PDF & Word 文件結構化解析與管理工具
This skill parses PDF and Word (.docx) documents, slices them into structured Markdown sections based on document headings, stores the segments in a local SQLite database, and supports full-text search, TOC viewing, chunk retrieval, and cascading deletion.
本工具(Skill)專為 Hermes 代理人 (Agent) 設計,用於解析 PDF 與 Word (.docx) 文件。它能根據標題層級將長文件切割成結構化的 Markdown 區塊,存入本地 SQLite 資料庫,並支援全文檢索、目錄(TOC)檢視、特定區塊讀取以及階層式刪除。
English Guide
Features
- Batch Processing: Parses PDF pages in 50-page batches using
pymupdf4llm(~16% performance improvement on large files). - Heading Page-Number Synchronization: Syncs headings to exact physical pages via PDF's internal Table of Contents (Bookmarks).
- SQLite FTS5 Full-Text Search: Instantly searches across thousands of text chunks using keyword logic with wildcard and LIKE fallback.
- Crash-Safe Operations: Writes DB records before physical file updates, eliminating orphaned files on disk if the script crashes.
- Duplicate Document Guard: Automatically removes old database entries and old physical folder structures upon re-parsing same filenames.
Prerequisites
- Python: 3.10+ (Python 3.11+ recommended)
- Required Libraries:
PyMuPDF(for PDF rendering & layout parsing)pymupdf4llm(for Markdown conversions)python-docx(for Word document structure parsing)
Installation
1. Register Skill
Depending on your agent setup, place this skill directory in one of the following locations:
- Project Workspace Scope:
.agents/skills/document_structuring/ - Global User Scope:
~/.hermes/skills/document_structuring/or~/.gemini/config/skills/document_structuring/
2. Install Dependencies
Run the following command in your terminal to install the necessary packages:
pip install PyMuPDF pymupdf4llm python-docx
Usage Guide
Run the utility script via CLI. Always run commands from the project workspace root. Except for delete, all commands require a --output file path to write results.
1. Parse a Document
Parses a PDF/DOCX and stores chunks.
python scripts/document_tool.py parse --file "your-manual.pdf" --output "parse_result.json"
- Output JSON Format (
parse_result.json):{ "success": true, "document_id": 1, "filename": "your-manual.pdf", "chunk_count": 9834 }
2. List All Parsed Documents
Lists all documents saved in the SQLite database.

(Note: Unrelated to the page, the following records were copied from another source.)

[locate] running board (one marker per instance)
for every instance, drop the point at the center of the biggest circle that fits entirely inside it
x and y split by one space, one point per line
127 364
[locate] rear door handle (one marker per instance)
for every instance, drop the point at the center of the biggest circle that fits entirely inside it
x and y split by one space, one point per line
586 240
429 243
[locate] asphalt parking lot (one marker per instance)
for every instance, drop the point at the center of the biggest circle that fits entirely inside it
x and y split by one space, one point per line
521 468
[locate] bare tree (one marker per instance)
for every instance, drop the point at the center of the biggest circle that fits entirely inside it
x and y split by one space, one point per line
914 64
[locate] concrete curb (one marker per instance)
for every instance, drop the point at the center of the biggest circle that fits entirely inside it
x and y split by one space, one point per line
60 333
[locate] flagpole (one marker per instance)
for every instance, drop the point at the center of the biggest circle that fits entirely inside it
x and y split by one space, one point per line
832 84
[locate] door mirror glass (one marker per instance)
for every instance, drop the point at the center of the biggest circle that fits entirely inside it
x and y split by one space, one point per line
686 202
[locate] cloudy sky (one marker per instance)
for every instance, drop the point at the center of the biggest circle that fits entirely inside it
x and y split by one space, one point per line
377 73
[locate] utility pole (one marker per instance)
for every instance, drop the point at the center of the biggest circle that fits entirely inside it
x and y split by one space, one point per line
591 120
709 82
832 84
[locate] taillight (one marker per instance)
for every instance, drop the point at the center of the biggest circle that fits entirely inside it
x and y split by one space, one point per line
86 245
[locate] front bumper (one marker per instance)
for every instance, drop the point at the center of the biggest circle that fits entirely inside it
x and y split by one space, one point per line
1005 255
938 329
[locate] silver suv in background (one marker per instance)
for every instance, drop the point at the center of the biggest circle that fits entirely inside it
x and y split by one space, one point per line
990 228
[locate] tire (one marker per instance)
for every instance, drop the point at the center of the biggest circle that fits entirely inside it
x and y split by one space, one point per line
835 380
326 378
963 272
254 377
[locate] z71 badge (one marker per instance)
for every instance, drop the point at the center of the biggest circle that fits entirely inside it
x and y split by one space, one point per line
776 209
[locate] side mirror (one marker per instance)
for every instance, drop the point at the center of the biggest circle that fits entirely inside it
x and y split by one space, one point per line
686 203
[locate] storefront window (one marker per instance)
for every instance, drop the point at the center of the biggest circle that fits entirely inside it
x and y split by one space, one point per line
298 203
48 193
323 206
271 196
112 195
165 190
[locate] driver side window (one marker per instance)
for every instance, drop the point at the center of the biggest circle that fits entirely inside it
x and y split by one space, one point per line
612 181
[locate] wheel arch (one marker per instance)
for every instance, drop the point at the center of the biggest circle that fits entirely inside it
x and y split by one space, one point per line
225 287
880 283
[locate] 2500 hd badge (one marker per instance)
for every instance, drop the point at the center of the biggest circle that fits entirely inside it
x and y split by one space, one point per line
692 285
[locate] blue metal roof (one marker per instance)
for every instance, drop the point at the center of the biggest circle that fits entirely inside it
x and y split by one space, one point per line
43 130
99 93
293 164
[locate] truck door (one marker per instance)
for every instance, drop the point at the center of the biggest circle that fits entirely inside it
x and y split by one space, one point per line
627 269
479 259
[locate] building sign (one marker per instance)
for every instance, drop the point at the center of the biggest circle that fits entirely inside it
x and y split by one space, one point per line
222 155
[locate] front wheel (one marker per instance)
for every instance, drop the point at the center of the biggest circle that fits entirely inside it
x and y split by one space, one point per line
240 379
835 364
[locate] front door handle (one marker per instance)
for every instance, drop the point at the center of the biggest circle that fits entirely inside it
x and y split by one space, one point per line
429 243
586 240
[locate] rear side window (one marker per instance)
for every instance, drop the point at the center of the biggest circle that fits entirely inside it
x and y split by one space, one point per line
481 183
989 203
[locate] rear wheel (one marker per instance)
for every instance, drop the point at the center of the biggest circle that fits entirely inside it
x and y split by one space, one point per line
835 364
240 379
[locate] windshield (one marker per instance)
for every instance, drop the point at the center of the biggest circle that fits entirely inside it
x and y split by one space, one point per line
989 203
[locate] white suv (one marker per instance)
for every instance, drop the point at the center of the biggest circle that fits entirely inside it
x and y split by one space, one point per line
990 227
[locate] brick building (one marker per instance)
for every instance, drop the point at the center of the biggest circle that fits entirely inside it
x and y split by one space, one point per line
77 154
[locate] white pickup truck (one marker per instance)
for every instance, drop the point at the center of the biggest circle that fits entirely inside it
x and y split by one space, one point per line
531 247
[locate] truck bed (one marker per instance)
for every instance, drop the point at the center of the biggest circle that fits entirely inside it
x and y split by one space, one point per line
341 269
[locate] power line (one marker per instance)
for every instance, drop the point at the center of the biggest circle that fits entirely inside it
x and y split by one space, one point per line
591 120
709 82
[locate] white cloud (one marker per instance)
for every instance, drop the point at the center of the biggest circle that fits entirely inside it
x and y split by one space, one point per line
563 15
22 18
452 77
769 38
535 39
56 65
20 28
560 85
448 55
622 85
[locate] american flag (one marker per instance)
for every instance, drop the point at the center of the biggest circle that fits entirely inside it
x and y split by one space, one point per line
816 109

python scripts/document_tool.py list --output "documents_list.json"
- Output JSON Format (
documents_list.json):{ "documents": [ { "id": 1, "filename": "your-manual.pdf", "upload_time": "2026-06-19 07:44:28", "chunk_count": 9834, "status": "success" } ] }
3. Retrieve Table of Contents (TOC)
Returns all headings and chunks of a document, sorted by section numbers.
python scripts/document_tool.py toc --doc-id 1 --output "toc_data.json"
- Output JSON Format (
toc_data.json):{ "toc": [ { "id": 1, "section_number": "1", "title": "Introduction", "page_start": 1, "file_path": "output/1/chunks/1_1_Introduction.md" }, { "id": 2, "section_number": "1.1", "title": "Background", "page_start": 2, "file_path": "output/1/chunks/2_1.1_Background.md" } ] }
4. Search across Chunks (Full-Text)
Searches headings and contents using SQLite FTS5 index.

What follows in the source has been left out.